Şartlar Türkiye’yi tarihî misyonunu üstlenmeye zorlarken, zıt kutbun temsilcisi diyebileceğimiz ülkeler de aynı şartlar gereği kendi tarihî misyonlarını fiil planına döküyorlar. Dolayısıyla öyle kaybedecek pek fazla zamanımız olduğu kanaatinde değiliz. İçinde bulunduğumuz şartlar ve senelerdir yaşadıklarımız artık İslâmî bir ideolojiye ve böyle bir ideolojinin devlet modeline hava ve su gibi muhtaç olduğumuzu tokat gibi tüm Türkiye’nin suratına çarpıyor.

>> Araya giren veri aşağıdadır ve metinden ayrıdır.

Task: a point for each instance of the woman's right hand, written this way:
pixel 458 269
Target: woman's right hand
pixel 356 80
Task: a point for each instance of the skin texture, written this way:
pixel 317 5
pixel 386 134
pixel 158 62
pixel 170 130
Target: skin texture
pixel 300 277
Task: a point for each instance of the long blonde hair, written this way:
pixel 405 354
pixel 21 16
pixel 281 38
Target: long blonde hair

Aşk ve vecd ile İslâm’ın yeniden hâkim kılınması yolunda sürdürülen bu mukaddes kavga, aksiyondan fikre kadar, üzerinde olduğunu iddia ettiği her işe nefsinden gelen leş kokusunu bulaştıranlara, liyakatin ne mânâya geldiğini idrak etmekten uzak olanlara rağmen, zaferle neticelenene dek durmadan ve duraksamadan devam edecektir.
Mademki talibiz, öyleyse emsalsiz devlet modelimiz hakkında konuşmamıza vesile olan bu gibi tartışmalardan azamî derecede istifade etmemiz gerekir. Biz de bu tartışmalar vesilesiyle mensubu olduğumuz Büyük Doğu-İBDA dünya görüşünün “Başyücelik Devleti” modelini, “nedir ve ne değildir?” suali ile kapağımıza taşıyoruz. Kapak konumuzu Kâzım Albay, aynı başlıklı yazısı ile işledi.

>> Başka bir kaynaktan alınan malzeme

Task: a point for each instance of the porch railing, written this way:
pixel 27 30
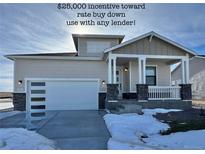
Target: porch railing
pixel 164 92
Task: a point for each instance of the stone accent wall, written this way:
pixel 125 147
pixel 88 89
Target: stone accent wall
pixel 129 95
pixel 167 104
pixel 101 100
pixel 19 101
pixel 142 92
pixel 112 92
pixel 186 93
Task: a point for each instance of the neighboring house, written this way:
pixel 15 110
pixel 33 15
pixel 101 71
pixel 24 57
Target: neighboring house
pixel 197 76
pixel 80 80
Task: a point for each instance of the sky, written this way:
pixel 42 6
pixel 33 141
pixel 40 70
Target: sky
pixel 40 28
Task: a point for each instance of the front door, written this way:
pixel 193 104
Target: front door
pixel 119 79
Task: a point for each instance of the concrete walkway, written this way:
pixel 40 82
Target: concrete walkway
pixel 78 130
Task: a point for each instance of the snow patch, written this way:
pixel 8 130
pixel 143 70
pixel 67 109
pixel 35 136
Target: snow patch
pixel 127 131
pixel 181 140
pixel 22 139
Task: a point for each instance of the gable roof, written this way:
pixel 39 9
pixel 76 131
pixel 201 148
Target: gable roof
pixel 197 56
pixel 60 54
pixel 152 33
pixel 76 36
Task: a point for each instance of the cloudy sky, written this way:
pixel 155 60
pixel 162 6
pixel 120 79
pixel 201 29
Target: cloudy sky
pixel 34 28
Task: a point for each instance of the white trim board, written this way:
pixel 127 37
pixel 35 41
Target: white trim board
pixel 114 55
pixel 150 34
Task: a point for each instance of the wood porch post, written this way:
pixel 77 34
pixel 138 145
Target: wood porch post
pixel 183 71
pixel 109 70
pixel 144 70
pixel 114 70
pixel 187 70
pixel 140 70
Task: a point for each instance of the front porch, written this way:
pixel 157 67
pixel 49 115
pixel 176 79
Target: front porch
pixel 150 88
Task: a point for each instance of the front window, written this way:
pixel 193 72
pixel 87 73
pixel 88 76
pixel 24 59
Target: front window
pixel 151 78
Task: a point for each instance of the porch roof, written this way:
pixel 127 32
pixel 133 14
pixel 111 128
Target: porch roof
pixel 151 34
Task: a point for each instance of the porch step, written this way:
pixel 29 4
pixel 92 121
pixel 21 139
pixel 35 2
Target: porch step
pixel 128 108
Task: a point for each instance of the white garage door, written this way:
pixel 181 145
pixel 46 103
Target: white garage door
pixel 63 94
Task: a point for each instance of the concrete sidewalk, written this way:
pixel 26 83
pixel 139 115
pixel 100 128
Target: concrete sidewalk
pixel 80 130
pixel 69 129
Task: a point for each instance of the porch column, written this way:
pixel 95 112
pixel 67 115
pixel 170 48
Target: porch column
pixel 114 70
pixel 109 70
pixel 187 70
pixel 142 70
pixel 183 71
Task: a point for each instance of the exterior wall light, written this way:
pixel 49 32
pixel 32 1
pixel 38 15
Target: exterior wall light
pixel 20 82
pixel 103 82
pixel 126 69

Çakal Carlos (Salim Muhammed)’in bu haftaki yazı/sohbeti, Türkiye ve dünyada şartların daha da kötüleşeceği üzerine…
Bu hafta İmkân-der Başkanı Sayın Murat Özer ile bir söyleşi gerçekleştirdik. “Anadolu Asli Misyonuna, Özüne Dönüyor” ismini uygun gördüğümüz söyleşide, Çeçen mücadelesinden Suriye’ye ve Türkiye’nin içinde bulunduğu duruma kadar birçok meseleyi bulacaksınız. Çeçenya’dan memleketimize gelen mültecilerle uzun zamandır ilgilenen, onlara kol kanat geren İmkânder’e de –ki, bu sahada faaliyet gösteren en mühim dernektir- ümmetin meselelerinden bir meseleyi sırtlandığı için bilvesile Allah razı olsun diyoruz. Allah ecirlerini artırsın.
Mütefekkir Salih Mirzabeyoğlu’nun dergimizde her hafta tefrika edilen Ölüm Odası B-Yedi” eserinin bu hafta 279’uncu bölümünü yayınlıyoruz. Yazının alt başlığı “Tekrar Denizde (Kendi Külünden Doğan)”…
Abdullah Kiracı ise “Vakıf Kuruluşundaki Ana Unsurlar” başlığı altında vakıf serisini işlemeye devam ediyor.
Gülçin Şenel’in bu haftaki yazısının başlığı, “Paul Valery: Bugünkü Dünyaya Bakış”…
Dergimizde ayrıca sizler için derleyip yorumladığımız haberleri de bulabileceksiniz.
Gelecek sayıda görüşmek üzere Allah’a emanet olun.